A very weak, sub-tropical, upper level trough will pass through southern California Wednesday morning. Besides variable high clouds associated with the trough, increasing on-shore flow (compared to tomorrow) should promote widespread, morning low clouds in the coastal plain (not necessarily as a solid overcast at first though). The marine layer should stick around for the remainder of this week. Hence, temperatures should be slightly cooler than normal (some chance that my chosen numbers will be a bit on the high side, depending on how persistent marine layer clouds get).

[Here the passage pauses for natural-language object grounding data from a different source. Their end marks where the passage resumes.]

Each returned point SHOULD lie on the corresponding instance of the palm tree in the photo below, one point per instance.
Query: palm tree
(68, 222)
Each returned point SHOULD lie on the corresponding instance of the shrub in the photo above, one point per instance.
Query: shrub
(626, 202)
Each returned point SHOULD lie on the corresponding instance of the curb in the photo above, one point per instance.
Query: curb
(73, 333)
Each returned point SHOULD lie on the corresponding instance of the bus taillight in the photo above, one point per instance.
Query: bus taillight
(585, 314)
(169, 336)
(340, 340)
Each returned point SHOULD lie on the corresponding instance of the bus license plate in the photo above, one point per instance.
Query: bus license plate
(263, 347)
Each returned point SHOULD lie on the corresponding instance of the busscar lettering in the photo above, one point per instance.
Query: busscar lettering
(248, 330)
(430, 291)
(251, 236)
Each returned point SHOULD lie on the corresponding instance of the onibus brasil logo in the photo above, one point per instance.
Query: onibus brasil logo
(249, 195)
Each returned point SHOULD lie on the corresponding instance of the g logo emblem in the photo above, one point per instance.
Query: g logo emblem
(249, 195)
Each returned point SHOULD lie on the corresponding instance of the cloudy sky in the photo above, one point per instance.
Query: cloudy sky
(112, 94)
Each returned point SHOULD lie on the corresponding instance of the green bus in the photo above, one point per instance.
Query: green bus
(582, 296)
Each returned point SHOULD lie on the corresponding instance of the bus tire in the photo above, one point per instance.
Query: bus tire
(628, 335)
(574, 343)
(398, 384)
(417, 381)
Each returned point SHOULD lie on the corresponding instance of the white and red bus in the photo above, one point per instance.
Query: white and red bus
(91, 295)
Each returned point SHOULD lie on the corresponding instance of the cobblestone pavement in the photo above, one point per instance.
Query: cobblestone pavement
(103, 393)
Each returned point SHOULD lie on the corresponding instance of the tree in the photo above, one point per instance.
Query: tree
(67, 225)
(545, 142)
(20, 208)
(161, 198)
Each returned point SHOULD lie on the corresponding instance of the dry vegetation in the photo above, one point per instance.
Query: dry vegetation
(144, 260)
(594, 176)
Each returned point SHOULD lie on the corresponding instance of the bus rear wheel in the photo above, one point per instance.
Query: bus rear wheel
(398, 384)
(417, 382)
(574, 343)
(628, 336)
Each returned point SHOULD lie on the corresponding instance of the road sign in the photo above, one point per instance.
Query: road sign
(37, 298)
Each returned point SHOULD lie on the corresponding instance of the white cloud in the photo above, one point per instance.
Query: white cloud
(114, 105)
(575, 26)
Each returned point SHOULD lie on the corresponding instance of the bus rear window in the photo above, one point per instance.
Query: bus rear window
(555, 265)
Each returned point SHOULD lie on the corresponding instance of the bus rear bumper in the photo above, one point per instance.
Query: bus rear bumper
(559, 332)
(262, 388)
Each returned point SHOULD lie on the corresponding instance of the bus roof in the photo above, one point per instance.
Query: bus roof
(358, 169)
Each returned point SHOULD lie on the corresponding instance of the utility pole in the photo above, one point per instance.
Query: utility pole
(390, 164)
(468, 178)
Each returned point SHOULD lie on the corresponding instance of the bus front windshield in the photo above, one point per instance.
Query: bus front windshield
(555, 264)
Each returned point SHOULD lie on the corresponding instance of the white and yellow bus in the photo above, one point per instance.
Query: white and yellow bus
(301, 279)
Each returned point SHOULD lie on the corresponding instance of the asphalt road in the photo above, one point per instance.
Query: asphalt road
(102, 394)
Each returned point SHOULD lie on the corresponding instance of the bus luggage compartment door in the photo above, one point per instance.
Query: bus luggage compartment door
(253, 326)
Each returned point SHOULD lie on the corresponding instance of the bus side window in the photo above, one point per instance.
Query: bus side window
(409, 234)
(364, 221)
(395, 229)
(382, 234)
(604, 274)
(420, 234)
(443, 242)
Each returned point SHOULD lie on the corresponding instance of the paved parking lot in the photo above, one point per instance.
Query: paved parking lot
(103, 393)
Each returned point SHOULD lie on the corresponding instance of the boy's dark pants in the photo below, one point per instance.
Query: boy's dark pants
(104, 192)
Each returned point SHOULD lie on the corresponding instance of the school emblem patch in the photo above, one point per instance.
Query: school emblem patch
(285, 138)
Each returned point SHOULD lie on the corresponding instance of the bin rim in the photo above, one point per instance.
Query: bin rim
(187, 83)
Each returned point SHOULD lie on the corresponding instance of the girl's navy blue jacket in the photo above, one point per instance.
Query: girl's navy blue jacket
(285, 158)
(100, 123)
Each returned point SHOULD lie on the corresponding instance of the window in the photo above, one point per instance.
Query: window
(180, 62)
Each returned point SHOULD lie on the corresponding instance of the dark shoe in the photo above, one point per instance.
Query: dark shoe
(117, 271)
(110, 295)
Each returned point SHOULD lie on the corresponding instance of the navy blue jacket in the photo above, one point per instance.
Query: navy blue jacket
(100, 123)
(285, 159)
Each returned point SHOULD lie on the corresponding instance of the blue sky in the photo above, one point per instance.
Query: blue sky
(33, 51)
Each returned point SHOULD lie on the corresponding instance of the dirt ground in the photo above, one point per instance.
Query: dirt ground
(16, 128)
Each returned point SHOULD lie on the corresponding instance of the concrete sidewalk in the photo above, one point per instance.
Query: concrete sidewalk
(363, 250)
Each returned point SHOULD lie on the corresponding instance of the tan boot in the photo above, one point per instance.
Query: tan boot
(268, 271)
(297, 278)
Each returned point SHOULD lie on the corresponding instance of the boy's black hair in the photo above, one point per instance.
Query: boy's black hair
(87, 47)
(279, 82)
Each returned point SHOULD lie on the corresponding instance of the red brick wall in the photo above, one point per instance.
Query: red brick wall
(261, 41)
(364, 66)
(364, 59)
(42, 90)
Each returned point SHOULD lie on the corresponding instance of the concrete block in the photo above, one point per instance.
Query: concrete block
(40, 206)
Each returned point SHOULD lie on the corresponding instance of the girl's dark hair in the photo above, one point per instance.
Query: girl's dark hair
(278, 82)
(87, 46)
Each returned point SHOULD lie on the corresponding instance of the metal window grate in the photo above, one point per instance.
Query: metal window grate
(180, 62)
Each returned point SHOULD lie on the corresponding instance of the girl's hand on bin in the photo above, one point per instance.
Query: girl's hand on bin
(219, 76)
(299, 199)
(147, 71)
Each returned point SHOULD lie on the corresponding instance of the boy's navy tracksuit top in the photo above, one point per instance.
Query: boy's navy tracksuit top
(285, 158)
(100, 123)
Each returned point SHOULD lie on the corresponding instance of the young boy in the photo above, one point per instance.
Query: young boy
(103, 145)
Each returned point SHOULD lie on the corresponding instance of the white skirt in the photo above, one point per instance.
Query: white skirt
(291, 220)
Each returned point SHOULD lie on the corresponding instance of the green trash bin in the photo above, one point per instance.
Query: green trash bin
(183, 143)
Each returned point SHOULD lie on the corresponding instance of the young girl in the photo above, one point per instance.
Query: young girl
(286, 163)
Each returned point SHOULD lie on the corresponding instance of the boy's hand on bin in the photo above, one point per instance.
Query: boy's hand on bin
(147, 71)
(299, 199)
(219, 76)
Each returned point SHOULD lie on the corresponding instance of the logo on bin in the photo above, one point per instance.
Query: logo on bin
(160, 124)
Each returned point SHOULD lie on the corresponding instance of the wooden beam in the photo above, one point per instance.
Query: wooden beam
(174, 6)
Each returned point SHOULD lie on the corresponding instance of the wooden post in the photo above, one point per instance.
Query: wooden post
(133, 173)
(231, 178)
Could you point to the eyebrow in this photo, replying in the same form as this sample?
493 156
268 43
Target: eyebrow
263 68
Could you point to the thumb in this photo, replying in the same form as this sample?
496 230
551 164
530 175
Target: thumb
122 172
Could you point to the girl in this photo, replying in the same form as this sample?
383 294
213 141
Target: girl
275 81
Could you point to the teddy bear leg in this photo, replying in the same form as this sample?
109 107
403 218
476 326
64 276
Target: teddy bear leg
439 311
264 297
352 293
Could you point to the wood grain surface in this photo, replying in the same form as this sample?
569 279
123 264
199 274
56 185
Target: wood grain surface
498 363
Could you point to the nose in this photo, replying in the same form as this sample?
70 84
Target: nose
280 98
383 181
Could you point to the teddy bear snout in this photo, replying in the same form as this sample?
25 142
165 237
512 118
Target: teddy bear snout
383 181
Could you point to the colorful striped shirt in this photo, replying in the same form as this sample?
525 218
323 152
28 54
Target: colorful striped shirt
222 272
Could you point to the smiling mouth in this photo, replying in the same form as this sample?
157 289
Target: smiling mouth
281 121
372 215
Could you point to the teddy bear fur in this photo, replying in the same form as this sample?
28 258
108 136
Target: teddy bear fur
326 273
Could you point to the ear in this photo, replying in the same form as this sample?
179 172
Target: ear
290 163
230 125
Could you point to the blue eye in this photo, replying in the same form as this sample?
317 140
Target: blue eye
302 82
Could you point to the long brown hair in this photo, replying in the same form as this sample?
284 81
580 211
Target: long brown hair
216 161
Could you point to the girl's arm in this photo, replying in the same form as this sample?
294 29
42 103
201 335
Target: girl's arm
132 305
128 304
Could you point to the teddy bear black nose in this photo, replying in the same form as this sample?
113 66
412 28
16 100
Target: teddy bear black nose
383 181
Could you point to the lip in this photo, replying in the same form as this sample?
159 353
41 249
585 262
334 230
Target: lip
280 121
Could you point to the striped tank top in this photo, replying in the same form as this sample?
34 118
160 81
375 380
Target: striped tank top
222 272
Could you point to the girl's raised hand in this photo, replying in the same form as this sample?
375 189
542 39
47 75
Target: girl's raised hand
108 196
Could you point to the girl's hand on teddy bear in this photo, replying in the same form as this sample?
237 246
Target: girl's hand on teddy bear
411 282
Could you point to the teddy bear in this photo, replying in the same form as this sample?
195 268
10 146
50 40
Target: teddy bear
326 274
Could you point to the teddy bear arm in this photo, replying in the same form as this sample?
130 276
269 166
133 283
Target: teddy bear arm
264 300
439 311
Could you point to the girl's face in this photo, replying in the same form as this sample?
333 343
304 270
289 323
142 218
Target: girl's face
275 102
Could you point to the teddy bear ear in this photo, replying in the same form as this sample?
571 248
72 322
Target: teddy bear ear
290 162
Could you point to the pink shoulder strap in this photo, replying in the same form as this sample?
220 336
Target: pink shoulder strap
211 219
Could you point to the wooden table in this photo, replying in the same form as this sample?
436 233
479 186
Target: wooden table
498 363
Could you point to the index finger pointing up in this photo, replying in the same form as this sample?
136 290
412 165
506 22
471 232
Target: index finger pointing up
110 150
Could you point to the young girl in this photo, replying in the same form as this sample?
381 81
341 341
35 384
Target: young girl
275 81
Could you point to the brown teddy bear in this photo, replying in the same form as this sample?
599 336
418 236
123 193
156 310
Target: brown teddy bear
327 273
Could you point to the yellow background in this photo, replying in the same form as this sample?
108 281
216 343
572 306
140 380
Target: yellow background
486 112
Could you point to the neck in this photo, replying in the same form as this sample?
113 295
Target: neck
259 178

Beginning on Thursday and lasting into the first days of April (possibly longer), a series of fast moving, upper level troughs should promote on-shore flow and perhaps an occasional threat of marine layer induced drizzle/light rain. There could be the additional threat of cold air instability showers (mostly over/adjacent to higher mountains) by late in the weekend onward. These “waves” are more certain to bring occasional wet weather to northern California (most minor events, based on today’s computer model consensus). Because storm dynamics associated with the troughs should stay to the north of the Southland, it’s unclear (to me) if any widespread shower activity will get this far south. For this forecast, I left out mention of any shower threat. Despite a predicted, deepening marine layer Thursday, most areas should stay rain free (perhaps, some spotty drizzle along some coastal facing foothills/mountains). Friday’s trough may bring some light showers as close as Santa Barbara County. I do get more concerned for the Sunday and beyond period, but that’s outside of today’s forecast period. In any case, any predicted precipitation in southern California isn’t likely to be significant (based on recent model forecasts).

Next issued forecast/synopsis may be on Friday, 28 March.